振り返ると、其処には銀髪に緑の瞳の少年が。

「あ……哀沢カナトーっ!?」
クラウドさんは驚いてしりもちをついてしまった。
それをしげしげと眺めながら、哀沢カナトは「ああ!」と合点した様子で手をポンと叩いた。
「その声は、としネルの空野クモオさんだね? 毎週聴かせてもらってるよ。何か、ぼくに対して手厳しい発言ばかりだよね」
「…………」
「安心して。
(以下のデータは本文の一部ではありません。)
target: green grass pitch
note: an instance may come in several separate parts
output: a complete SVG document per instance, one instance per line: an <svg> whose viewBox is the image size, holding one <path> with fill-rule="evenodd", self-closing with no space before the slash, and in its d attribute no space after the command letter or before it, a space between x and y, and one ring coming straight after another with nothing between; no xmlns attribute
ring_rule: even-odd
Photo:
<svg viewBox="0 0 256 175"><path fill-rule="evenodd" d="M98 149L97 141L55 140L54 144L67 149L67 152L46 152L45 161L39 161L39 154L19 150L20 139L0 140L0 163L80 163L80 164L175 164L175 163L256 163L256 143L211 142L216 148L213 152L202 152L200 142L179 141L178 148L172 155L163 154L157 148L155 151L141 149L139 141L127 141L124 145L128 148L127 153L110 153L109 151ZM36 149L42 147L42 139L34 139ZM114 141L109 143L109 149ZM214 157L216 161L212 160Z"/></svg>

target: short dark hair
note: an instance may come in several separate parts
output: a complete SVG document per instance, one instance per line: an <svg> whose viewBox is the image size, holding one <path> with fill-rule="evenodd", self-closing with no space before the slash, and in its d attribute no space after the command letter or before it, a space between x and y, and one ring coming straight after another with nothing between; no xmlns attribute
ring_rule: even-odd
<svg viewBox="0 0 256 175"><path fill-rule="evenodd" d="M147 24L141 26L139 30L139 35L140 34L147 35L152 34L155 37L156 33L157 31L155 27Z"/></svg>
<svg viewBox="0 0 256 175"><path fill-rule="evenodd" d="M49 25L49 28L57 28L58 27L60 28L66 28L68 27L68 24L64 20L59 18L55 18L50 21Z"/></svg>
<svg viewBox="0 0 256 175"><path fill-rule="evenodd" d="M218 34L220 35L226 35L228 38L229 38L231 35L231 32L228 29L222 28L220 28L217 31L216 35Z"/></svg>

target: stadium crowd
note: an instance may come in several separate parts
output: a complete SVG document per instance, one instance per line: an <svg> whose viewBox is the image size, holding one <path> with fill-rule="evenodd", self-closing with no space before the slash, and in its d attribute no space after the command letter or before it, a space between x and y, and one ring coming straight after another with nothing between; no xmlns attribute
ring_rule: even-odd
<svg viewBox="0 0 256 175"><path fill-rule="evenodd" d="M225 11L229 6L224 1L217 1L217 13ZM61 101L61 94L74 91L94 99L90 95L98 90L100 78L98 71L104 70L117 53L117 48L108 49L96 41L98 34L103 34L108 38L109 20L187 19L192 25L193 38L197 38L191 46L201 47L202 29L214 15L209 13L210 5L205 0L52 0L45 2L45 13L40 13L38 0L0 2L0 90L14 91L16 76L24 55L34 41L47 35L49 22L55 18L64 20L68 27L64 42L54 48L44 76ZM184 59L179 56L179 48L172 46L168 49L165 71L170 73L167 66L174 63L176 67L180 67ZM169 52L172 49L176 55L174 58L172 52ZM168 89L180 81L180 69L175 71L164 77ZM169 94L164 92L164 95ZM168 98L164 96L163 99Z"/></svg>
ぼくは気に食わないひとを食べるわけじゃないからね」
にっこり笑う顔は、やはりとても綺麗だった。
「それからきみは……この間の中学校の、食べ応えがなさそうな子か!」
「佐々木アスカです……」
「それから……ん? 忘れちゃってたらゴメンね。どこかで会ったかな?」
カガミさんの顔を見ながら、哀沢カナトは首を傾げる。
アスカはカガミさんの顔を盗み見た。
頬が少し赤くなっている。目も少し潤んでいるような気がする。
「ずっと前に……でも、いいよ。忘れちゃってても。私は会えれば、それで十分」
「そう。それならよかった」
不思議なことに、カガミさんが、綺麗というよりも可愛く見えてくる。